Please tip me 1 gold. I need to buy more coffee! @[email protected]


----------



## Esotere (Jun 25, 2010)

lol! I'm all about not being annoyed. :tongue: Welcome to PerC! :happy:


----------



## TreeBob (Oct 11, 2008)

ESTJs are quite lame :wink:


----------



## Land Shark (Sep 30, 2010)

One of my best friends is an ESTJ. He's a retired Marine drill instructor.
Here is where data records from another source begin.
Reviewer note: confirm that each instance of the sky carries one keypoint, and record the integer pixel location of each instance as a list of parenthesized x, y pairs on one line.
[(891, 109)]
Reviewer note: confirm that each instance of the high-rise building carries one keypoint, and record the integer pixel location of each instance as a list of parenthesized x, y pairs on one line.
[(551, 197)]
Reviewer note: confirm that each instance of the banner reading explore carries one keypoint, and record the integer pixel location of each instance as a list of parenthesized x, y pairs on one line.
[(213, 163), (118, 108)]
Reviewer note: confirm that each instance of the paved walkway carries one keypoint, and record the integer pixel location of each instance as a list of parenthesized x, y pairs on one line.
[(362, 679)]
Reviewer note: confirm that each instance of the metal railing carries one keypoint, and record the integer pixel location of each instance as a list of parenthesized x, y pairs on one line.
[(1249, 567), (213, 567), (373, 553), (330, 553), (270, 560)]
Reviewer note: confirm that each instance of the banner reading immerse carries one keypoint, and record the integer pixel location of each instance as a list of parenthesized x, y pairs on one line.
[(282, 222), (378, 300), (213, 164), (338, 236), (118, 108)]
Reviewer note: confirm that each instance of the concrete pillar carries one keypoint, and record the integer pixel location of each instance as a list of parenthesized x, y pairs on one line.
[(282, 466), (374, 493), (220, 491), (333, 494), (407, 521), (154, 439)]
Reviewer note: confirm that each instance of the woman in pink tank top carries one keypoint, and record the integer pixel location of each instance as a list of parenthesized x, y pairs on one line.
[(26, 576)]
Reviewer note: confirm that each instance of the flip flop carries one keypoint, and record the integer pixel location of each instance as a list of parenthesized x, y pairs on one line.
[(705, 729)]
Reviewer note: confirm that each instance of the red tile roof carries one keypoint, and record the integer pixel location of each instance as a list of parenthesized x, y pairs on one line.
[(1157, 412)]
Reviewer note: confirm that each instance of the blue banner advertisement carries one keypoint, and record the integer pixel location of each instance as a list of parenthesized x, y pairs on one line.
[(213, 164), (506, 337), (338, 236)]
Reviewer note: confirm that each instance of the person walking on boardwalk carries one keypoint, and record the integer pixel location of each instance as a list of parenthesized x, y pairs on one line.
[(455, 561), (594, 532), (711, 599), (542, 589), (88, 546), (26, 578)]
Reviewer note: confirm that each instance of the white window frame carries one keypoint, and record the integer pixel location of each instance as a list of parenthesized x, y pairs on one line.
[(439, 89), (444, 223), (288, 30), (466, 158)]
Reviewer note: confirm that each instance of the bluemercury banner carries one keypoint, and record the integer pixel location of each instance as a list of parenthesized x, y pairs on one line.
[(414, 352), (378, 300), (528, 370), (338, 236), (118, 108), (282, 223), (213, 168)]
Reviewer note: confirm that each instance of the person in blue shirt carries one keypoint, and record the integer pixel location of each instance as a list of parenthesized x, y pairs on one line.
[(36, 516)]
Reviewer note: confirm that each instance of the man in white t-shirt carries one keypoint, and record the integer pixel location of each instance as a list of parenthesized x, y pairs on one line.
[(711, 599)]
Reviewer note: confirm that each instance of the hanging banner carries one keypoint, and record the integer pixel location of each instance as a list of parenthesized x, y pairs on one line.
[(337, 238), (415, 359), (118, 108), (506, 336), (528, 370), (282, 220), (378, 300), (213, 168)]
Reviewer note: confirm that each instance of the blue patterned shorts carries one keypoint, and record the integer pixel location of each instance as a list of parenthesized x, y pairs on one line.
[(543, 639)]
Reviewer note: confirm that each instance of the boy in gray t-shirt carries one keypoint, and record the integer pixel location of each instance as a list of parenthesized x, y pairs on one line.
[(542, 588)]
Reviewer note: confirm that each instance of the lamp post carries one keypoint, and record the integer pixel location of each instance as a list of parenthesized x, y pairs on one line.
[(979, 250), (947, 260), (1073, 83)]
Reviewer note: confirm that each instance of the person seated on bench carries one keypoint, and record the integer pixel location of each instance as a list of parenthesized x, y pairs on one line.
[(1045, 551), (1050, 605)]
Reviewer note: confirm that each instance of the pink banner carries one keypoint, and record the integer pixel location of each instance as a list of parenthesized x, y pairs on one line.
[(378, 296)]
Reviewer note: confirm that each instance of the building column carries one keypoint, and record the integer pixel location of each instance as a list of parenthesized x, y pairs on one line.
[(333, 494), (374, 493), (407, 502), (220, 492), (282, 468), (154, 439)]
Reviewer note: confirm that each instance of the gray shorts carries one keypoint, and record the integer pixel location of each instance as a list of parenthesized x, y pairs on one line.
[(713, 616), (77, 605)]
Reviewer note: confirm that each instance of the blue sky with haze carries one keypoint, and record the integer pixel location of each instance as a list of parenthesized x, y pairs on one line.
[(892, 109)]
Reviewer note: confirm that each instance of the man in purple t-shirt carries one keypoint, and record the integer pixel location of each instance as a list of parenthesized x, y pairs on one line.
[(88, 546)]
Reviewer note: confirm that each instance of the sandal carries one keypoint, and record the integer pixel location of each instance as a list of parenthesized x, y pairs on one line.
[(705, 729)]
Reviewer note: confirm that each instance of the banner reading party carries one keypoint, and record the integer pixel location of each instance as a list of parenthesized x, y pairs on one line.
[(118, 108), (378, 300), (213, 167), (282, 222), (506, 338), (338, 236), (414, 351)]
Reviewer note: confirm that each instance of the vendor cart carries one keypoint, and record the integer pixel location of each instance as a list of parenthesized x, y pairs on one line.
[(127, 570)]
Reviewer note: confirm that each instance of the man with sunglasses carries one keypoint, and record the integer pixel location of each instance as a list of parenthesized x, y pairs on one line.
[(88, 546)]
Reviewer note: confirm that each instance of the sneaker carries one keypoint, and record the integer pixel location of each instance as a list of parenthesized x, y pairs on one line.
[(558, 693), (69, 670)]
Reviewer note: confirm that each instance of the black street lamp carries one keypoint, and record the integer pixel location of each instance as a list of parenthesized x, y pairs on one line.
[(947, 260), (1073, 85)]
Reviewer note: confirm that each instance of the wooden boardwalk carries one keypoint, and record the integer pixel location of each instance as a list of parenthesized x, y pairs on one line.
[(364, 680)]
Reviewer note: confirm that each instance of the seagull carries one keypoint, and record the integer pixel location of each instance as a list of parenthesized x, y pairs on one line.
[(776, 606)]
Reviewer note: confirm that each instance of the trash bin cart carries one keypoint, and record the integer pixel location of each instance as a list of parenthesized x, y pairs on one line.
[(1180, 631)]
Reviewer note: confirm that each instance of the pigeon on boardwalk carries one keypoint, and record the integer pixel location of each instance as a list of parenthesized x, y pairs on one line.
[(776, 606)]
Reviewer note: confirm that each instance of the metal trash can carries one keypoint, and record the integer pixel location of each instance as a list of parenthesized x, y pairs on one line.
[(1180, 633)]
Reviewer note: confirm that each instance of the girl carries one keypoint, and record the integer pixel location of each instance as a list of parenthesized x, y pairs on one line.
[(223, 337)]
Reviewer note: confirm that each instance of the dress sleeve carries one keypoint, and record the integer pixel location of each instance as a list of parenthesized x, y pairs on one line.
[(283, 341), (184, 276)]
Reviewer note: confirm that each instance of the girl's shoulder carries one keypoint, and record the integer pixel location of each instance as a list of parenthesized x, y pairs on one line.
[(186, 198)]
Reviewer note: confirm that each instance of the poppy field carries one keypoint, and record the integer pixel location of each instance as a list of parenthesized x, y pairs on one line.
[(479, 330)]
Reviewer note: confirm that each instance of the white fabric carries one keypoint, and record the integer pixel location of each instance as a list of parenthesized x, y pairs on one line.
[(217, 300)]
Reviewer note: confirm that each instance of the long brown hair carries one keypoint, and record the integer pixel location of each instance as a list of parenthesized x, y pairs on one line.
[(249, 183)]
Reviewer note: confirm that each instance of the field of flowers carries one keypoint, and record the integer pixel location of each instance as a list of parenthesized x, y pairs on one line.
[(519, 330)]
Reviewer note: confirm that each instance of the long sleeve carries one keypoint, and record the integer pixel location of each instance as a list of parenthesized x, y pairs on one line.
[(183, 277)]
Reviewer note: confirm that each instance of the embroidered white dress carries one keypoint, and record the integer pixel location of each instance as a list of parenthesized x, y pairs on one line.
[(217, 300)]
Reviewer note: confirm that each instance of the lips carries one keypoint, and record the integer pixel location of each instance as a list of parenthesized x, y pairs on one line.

Welcome to PerC.


----------



## BrooklynBoy (Jun 7, 2010)

Welcome to the forum!


----------



## iDane (Mar 25, 2010)

Hello there, welcome :happy:


----------



## nevermore (Oct 1, 2010)

Wilkommen!


----------



## TheWaffle (Aug 4, 2010)

Welcome! :happy:


----------



## HollywoodK8 (Dec 8, 2010)

paula said:


> Hello All!
> 
> I hear that ESTJ`s are not well liked in this forum so I am hoping that I can help to change your minds!
> 
> ...


My Daddy's an ESTJ and I love him. Plus, I'm sure that I'm just as annoying to him as he is to me when we do argue.


----------



## etherealuntouaswithin (Dec 7, 2010)

The Greatest Freind that one such as myself could ever hope to be aquainted with happens to be an unambiguous ESTJ.(Welcome to the forums! )


----------



## paula (Dec 15, 2010)

*Let the Confusion begin*

Thanks for the warm welcome! Now I am going to try and gt aquainted with this forum. I am new to forums and my annoying friend` Treebob` has insisted that I join. Just kidding Treebob! I love psychology.... although I feel like the slow kid in this class lol!

Cheers,

Let the confusion begin!


----------



## TreeBob (Oct 11, 2008)

paula said:


> Thanks for the warm welcome! Now I am going to try and gt aquainted with this forum. I am new to forums and my annoying friend` Treebob` has insisted that I join. Just kidding Treebob! I love psychology.... although I feel like the slow kid in this class lol!
> 
> Cheers,
> 
> Let the confusion begin!


Get an avatar on your profile you silly woman


----------



## Esotere (Jun 25, 2010)

paula said:


> Thanks for the warm welcome! Now I am going to try and gt aquainted with this forum. I am new to forums and my annoying friend` Treebob` has insisted that I join. Just kidding Treebob! I love psychology.... although I feel like the slow kid in this class lol!
> 
> Cheers,
> 
> Let the confusion begin!


lol No worries! I was a total lurker on the forum for months before I posted anything. At least you're jumping in. =)


----------



## EvanR (Nov 28, 2009)

I like ESTJs a lot. I made some posts about how great ESTJs are in their forum a few months back. I hope you are as energetic as the other ESTJs I have met .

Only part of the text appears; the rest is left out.